Gil Morris: After receiving my mechanical engineering degree from Purdue University, I started at General Motors in an engine manufacturing plant. My first job involved designing a test for gear noise, which I knew nothing about. So I took the initiative and taught myself and worked with my colleagues to learn the technology. While working at GM, I completed my masters in engineering from Purdue via a distance-learning program. After that, I transferred from manufacturing into product engineering, where I developed engine accessory noise requirements. These were the early days of the ‘V-cycle’.
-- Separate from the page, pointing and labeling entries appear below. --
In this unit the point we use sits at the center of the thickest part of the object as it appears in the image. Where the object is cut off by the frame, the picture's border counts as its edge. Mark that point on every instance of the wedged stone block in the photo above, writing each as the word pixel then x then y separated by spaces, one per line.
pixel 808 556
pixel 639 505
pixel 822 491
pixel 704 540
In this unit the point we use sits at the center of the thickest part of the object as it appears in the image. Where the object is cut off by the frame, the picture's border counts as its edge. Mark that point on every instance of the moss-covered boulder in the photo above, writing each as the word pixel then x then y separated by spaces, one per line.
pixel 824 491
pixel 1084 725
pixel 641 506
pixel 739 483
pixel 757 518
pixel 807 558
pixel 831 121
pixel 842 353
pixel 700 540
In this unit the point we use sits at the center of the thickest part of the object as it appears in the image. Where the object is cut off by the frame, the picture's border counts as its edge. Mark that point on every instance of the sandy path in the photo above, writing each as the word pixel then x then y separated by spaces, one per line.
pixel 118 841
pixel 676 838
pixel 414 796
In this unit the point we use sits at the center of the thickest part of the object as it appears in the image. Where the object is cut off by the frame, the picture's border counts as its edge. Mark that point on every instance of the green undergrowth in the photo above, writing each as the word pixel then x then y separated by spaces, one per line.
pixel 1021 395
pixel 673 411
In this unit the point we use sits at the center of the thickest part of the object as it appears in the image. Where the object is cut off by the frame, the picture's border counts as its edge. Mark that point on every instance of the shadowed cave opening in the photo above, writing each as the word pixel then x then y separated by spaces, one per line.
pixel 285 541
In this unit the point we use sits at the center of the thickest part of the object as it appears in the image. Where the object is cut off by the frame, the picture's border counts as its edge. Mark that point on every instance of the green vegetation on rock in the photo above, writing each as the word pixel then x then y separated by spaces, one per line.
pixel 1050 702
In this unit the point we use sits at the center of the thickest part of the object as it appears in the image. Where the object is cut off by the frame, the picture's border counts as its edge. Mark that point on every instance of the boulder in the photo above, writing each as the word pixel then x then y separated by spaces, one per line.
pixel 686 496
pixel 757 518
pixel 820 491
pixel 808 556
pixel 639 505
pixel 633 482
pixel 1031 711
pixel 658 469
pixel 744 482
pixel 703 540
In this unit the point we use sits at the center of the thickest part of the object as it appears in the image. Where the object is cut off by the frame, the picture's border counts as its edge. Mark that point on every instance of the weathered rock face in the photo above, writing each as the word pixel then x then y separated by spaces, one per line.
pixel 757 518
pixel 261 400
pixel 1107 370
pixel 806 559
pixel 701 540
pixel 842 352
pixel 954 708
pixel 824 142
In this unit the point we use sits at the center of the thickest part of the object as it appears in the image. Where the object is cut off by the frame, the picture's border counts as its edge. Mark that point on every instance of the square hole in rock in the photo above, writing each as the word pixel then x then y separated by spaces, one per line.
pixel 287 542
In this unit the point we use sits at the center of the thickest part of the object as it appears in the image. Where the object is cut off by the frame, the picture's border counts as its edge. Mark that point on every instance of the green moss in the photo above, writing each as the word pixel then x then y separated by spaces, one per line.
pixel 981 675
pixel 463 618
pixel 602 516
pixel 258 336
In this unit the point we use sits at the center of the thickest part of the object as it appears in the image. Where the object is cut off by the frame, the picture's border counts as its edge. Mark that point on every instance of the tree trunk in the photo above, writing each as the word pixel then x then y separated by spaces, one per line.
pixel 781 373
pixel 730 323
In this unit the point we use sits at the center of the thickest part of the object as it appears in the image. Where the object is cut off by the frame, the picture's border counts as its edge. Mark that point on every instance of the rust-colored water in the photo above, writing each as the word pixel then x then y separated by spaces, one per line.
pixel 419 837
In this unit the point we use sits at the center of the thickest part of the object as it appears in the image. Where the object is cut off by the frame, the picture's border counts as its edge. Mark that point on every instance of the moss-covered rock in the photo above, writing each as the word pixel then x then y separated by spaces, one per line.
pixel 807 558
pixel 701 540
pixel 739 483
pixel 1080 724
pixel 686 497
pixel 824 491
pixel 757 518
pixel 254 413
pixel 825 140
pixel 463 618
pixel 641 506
After more than 12 years at GM, I left and joined what was then LMS International* as a sales engineer. There, I was the major account manager for the Asian automotive OEMs in the US, including Honda, Toyota, Nissan, and Hyundai. (*LMS International was acquired by Siemens in 2013.)

What is your role today?

G.M. : For several more weeks, I’ll be the program manager of the Siemens Digital Industries Software Global Academic team. Over the past years, we have developed an engagement model for strategic universities. Our main goal is to use our hands-on experience with a few select universities to develop and communicate best practices and lessons learned.

Our engagement model is both a top-down and bottom-up approach. We connect university executives with industry leaders while simultaneously working with faculty and students to evolve engineering education curriculums. The end goal is to address the skills gap we are seeing emerge in the world of engineering.

What are currently the main challenges you see in the industry?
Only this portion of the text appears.